Kittitian-born novelist and playwright to get Sabga Caribbean Award for Excellence

Chairman of the Eminent Person’s Panel Michael Mansoor announced the names of the winners during a ceremony at ANSA McAL’s head office, Tatil Building, Maraval Road, Port-of-Spain, Trinidad.

“In the Arts and Letters category, the winner for this year is Professor Caryl Phillips, he is from St Kitts,” Mansoor announced.

Rhonda Maingot, a distinguished Trinidadian woman, was selected in the Public and Civic contributions category. Science and Technology had two winners, Professor Dave Chadee of Trinidad and Professor Anselm JM Hennis of Barbados.

“All of the 15 nominees that came to us were excellent nominees, excellent choices” Mansoor said as he emphasised there was no dearth of outstanding Caribbean nationals worthy of the award. But the ultimate deciding factor is “selecting individuals who we believe will make major contributions in the areas of expertise in the future” Mansoor added.

Each laureate received TT$500,000, a medal and a citation. It boasts of being the only programme in the Caribbean which “seeks out and rewards” outstanding nominees in the three named categories. Mansoor explained that “to a very significant extent this is not a lifetime achievement award” but one that seeks to identity individuals who have done extremely well in their expertise.”

But most importantly, he said, it aimed to “encourage them to use the award, the financial rewards that have been provided, and perhaps most importantly the prestige that comes along with the award to help them to serve Caribbean communities in the future.”

 

Phillips is a highly accomplished novelist, playwright, critic and essayist. Born in St Kitts, he is currently a professor of English at Yale University. He has published ten novels between 1985 and 2009, beginning with The Final Passage, and including the Commonwealth prize-winning A Distant Shore (2004), Cambridge, The Nature of Blood and In the Falling Snow.

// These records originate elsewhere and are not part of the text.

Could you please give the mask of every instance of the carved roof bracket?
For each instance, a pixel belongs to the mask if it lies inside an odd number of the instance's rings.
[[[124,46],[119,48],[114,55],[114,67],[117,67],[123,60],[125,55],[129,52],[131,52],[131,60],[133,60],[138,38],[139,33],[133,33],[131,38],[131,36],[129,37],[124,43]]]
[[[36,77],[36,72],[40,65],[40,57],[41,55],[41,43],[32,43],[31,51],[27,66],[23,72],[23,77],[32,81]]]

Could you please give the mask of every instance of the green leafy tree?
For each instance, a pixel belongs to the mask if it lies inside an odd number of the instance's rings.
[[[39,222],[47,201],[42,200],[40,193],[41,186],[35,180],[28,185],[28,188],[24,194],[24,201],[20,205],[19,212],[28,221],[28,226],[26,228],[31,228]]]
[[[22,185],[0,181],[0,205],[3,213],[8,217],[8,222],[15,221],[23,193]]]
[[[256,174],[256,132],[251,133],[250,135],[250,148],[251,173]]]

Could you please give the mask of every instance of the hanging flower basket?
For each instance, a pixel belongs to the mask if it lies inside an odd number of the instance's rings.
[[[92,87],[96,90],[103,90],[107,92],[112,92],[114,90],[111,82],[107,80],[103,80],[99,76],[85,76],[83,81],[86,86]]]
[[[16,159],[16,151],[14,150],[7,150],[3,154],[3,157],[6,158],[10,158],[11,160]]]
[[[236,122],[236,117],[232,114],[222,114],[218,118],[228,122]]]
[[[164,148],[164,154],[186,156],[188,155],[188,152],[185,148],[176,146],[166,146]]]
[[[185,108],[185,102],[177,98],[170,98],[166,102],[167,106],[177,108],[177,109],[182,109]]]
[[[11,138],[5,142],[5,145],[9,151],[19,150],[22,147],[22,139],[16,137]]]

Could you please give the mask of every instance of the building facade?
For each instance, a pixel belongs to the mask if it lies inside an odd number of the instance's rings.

This award adds to an already exhaustive list of awards, including, the Martin Luther King Memorial Prize and the James Tait Black Memorial Prize. He was also named the (British) Sunday Times Best Young Writer of the Year in 1992 and featured in the 1993 Granta list of best young British writers. Maingot is the lone woman Laureate but her charitable work in T&T and the Caribbean spans decades.

She has been instrumental in founding a number of charitable religious institutions dedicated to children, the poor, the elderly and since founding the Living Water Community in 1975, Maingot has created more than 20 religious and secular organisations, missions, and service institutions throughout the Caribbean and further abroad.

The panel faced the greatest challenge selecting a laureate in the category of science and technology, leading to a tie for the category. Chadee is an entomologist and parasitologist and an expert in vector-borne diseases whose work has positively affected the lives of hundreds of millions of people across the world.

He worked for two decades with the Trinidad and Tobago Ministry of Health before joining the UWI, St Augustine, in 2004. Hennis, a professor of medicine and a medical research scientist, has done path-breaking work in the areas of chronic non-communicable diseases and eye-related disease (glaucoma) in the region.

He has also pioneered epidemiological surveys, like the setting up of a national registry in Barbados to record the incidence of stroke, cardiovascular disease and cancer in that country. Collectively, they have produced almost 300 scholarly papers. The awards’ programme director Maria Superville Neilson said: “The award that they will get is to help to spur them on to do great things for the region in the years to come.”

The awards have been in existence since 2005. The 2013 laureates will receive their honours at a ceremony in April.